The Stortinget, the Norwegian Parliament
Posted 1 January 2017
1 January 2017 has seen the biggest organisational change in the Norwegian Church since the Reformation 500 years ago.
The amendments to the Constitution in 2012 and the transfer of operations from 1 January 2017, change the terms of the Norwegian Church, but the church’s activity and local presence are not changed.
The date 1 January 2017 marks a clearer separation between church and state. Now bishops and clergy are no longer state officials. The Church Council and dioceses are no longer state agencies. Synod has taken over much of the authority which previously lay in state administration and is the highest representative body of the new legal entity, the Norwegian Church.
As a consequence of the constitutional amendments of 21 May 2012, the Norwegian Church is now an independent denomination and legal entity with Synod as its highest organ.
The Norwegian Church is written into the nation’s Constitution in Article 16: The Norwegian Church, an Evangelical-Lutheran church, remains Norway’s national church and supported as such by the state.

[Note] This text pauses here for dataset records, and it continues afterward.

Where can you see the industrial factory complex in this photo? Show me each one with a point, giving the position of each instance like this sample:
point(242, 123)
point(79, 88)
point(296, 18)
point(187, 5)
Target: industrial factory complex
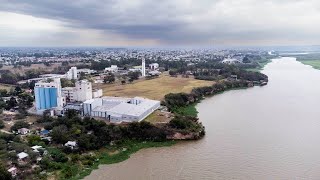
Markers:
point(49, 95)
point(117, 109)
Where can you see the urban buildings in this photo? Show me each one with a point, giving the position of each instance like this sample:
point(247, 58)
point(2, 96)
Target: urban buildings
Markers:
point(118, 109)
point(48, 94)
point(112, 68)
point(154, 66)
point(72, 73)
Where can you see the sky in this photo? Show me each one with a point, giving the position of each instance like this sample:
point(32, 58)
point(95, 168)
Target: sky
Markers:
point(159, 23)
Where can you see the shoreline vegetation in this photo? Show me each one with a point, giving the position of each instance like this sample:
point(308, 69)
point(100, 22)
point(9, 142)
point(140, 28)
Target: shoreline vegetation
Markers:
point(312, 59)
point(187, 110)
point(184, 126)
point(100, 143)
point(313, 63)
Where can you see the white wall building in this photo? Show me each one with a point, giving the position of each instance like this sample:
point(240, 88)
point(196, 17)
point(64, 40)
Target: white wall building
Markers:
point(81, 92)
point(154, 66)
point(96, 93)
point(112, 68)
point(72, 73)
point(143, 68)
point(117, 109)
point(48, 95)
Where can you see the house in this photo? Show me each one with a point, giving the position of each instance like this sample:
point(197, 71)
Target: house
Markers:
point(44, 133)
point(23, 131)
point(36, 148)
point(22, 156)
point(154, 73)
point(112, 68)
point(71, 144)
point(13, 171)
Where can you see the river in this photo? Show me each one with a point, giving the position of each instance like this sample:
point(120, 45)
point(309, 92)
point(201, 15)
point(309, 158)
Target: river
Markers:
point(269, 132)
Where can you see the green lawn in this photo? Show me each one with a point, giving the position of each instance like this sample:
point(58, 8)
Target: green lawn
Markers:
point(314, 63)
point(260, 67)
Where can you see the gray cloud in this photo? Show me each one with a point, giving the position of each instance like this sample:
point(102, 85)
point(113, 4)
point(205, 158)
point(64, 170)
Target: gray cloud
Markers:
point(185, 21)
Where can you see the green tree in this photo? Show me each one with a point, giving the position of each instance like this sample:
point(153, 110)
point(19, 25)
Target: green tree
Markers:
point(60, 134)
point(109, 78)
point(4, 174)
point(1, 124)
point(19, 125)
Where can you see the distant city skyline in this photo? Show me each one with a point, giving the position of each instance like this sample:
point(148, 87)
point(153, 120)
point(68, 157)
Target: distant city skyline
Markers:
point(146, 23)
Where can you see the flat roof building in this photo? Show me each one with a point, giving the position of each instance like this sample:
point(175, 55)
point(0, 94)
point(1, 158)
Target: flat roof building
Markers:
point(118, 109)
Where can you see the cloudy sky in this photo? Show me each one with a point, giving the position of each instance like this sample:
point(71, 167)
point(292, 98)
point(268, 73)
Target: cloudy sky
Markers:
point(159, 22)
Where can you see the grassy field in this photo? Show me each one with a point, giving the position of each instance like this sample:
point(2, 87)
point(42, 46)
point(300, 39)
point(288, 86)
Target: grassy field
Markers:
point(314, 63)
point(154, 88)
point(260, 67)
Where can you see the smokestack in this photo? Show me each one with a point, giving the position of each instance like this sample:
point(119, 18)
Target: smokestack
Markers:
point(143, 70)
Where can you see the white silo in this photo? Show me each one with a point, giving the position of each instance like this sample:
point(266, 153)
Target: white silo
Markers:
point(143, 68)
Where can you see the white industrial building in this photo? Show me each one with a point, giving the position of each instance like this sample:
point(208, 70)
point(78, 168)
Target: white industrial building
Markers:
point(72, 73)
point(81, 92)
point(118, 109)
point(143, 68)
point(154, 66)
point(48, 95)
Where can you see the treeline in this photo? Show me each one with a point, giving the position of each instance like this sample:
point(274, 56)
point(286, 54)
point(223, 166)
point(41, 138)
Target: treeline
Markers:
point(91, 134)
point(177, 100)
point(222, 71)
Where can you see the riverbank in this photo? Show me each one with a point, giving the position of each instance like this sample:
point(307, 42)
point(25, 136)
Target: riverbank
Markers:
point(119, 153)
point(187, 110)
point(260, 66)
point(314, 63)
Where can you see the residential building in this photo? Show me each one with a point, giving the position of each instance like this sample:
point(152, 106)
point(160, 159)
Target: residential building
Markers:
point(23, 131)
point(13, 171)
point(112, 68)
point(72, 73)
point(71, 144)
point(22, 156)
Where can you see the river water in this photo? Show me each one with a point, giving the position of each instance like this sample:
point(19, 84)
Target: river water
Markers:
point(269, 132)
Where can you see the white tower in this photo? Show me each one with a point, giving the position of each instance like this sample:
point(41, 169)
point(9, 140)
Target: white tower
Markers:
point(143, 69)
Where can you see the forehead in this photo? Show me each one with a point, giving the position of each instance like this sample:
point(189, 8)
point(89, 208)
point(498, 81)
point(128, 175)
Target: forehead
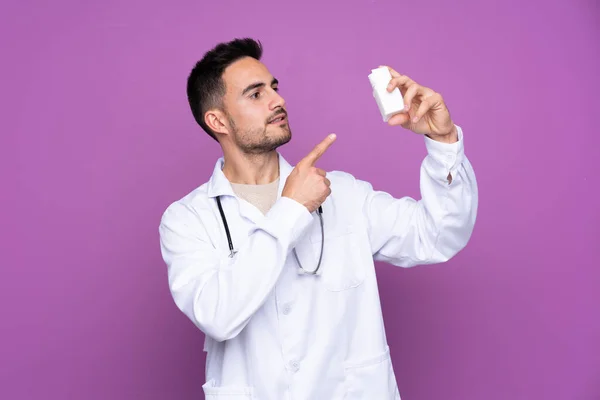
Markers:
point(245, 72)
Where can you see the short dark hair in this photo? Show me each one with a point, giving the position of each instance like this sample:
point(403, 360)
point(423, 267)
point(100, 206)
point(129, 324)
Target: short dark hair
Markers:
point(205, 86)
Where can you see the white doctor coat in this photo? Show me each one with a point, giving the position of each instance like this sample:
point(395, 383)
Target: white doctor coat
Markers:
point(273, 333)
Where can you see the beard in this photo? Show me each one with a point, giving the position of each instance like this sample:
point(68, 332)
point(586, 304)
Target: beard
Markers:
point(260, 140)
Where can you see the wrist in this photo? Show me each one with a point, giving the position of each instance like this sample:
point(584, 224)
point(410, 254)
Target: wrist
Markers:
point(451, 137)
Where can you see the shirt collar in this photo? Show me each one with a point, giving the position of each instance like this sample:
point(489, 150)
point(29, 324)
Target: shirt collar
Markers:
point(219, 185)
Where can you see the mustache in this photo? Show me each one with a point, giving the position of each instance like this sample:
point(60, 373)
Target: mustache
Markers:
point(278, 114)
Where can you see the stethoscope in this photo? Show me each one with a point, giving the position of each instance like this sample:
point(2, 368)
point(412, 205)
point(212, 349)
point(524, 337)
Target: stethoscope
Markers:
point(232, 251)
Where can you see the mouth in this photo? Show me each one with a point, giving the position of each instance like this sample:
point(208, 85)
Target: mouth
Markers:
point(278, 119)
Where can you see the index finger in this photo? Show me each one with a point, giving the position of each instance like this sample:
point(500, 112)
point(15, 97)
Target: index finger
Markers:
point(318, 151)
point(393, 72)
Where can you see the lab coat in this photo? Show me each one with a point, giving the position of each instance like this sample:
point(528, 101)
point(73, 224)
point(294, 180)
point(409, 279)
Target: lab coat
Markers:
point(275, 333)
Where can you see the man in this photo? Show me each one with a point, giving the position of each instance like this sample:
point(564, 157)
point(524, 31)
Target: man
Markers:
point(275, 264)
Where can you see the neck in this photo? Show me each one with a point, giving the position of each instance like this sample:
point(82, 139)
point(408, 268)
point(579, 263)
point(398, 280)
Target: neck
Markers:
point(252, 169)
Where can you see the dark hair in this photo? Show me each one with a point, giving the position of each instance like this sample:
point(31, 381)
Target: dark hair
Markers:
point(205, 87)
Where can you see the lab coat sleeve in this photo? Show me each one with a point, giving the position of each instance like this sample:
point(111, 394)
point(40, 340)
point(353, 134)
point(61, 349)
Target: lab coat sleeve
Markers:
point(407, 232)
point(217, 293)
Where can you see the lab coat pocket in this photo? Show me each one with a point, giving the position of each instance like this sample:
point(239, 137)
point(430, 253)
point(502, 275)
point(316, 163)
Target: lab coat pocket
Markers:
point(343, 265)
point(212, 392)
point(372, 378)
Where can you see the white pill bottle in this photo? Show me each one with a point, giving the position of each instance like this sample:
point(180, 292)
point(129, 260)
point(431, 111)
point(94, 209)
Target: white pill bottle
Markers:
point(389, 103)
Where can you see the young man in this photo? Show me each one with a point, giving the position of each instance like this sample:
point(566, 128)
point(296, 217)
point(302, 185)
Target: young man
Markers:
point(275, 264)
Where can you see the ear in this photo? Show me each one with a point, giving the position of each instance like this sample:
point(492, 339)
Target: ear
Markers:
point(217, 121)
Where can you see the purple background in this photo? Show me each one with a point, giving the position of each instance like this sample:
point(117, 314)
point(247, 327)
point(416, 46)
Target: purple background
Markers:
point(97, 139)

However, for some Norwegians, the separation does not go far enough and they argue the division of church and state will be unclear, Ecumenical News indicated, quoting Kristin Mile, the secretary general of the Norwegian Humanist Association, as saying, “As long as the Constitution says that the Church of Norway is Norway’s national church, and that it should be supported by the state, we still have a state church.”